Le colonel baissa les paupières et adoucit encore sa voix.

— C’est déplorable, murmura-t-il. Puis changeant d’attitude : Voyons ! fit-il, d’un ton persuasif, mais avec cet accent d’autorité qui appartient aux vrais meneurs d’hommes ; il faut arranger cette affaire. Je veux en être informé tout au long. Je demande, comme votre meilleur ami, à tout savoir.

La haute puissance de l’autorité, l’influence persuasive de la bonté affectèrent fort le blessé qui sortait de son lit de douleur.
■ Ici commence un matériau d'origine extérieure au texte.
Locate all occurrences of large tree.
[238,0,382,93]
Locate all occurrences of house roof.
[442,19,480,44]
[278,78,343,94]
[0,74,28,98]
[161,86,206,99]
La main que d’Hubert appuyait sur le pommeau d’une canne trembla légèrement. Cependant son tempérament de septentrional, sentimental mais prudent, et clairvoyant dans son idéalisme, contint le désir qui le poussait à raconter toute la monstrueuse et imbécile affaire. Selon le précepte d’une sagesse transcendante, il tourna sept fois sa langue dans sa bouche avant de parler, et ne prononça que des paroles de gratitude.

Le colonel l’écoutait, intéressé d’abord, puis il parut intrigué. A la fin, fronçant les sourcils.

— Vous hésitez, mille tonnerres ? Ne vous ai-je pas dit que je consentais à discuter avec vous en ami?

— Oui, mon colonel ! répondit doucement d’Hubert. Mais j’ai peur qu’après m’avoir écouté en ami, vous n’agissiez en supérieur.

Le colonel fit claquer ses mâchoires d’un air soucieux.

— Et alors, fit-il nettement. L’affaire serait-elle donc si terriblement honteuse ?

— Pas du tout, déclara d’Hubert d’une voix faible mais nette.